Among other consulate offices in Washington, only the El Salvador consulate has setup similar health services stations. Valbueno said finding a way to pay for an expensive program like this is difficult. Also, most immigrants who come to the U.S. cannot afford to resist learning English. In order to survive and operate within the complicated U.S. health care system, they have little choice but to learn the language.
Many Latinos, on the other hand, can surf the health care system in Spanish for a few months, Valbuena said. When they eventually get stuck in the bureaucracy, they have somewhere to turn to for help.
“We act like a navigator,” he said.
This year, the program has been given a modest money line in the consulate’s budget, but will also continue to collect donations and grants from non-profit organizations.
About a dozen or so of the 48 Mexican consulate offices across the country have also opened health stations, Escorza said.
“Every single piece of information that you put in hands of someone who attends this office is a life transforming experience,” he said.
The benefit of healthy citizens, Escorza said, contributes to the entire society.
“If they are healthy, they are productive.
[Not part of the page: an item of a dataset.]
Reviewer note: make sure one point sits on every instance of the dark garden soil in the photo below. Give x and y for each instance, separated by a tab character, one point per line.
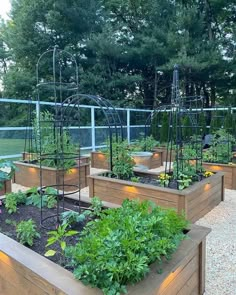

If they are productive, they can really create the wealth that this country has obtained from them. And we’re happy because it’s a good relationship,” he said.
Escorza hopes the health services stations will expand and eventually become a clinical setting where patients can be seen, treated and prescribed medication.
Valbuena said he hopes this trusting and culturally competent environment will encourage more people to use the facility.
“They feel like they are in Mexico,” he said. “So they feel more willing to take our advice.”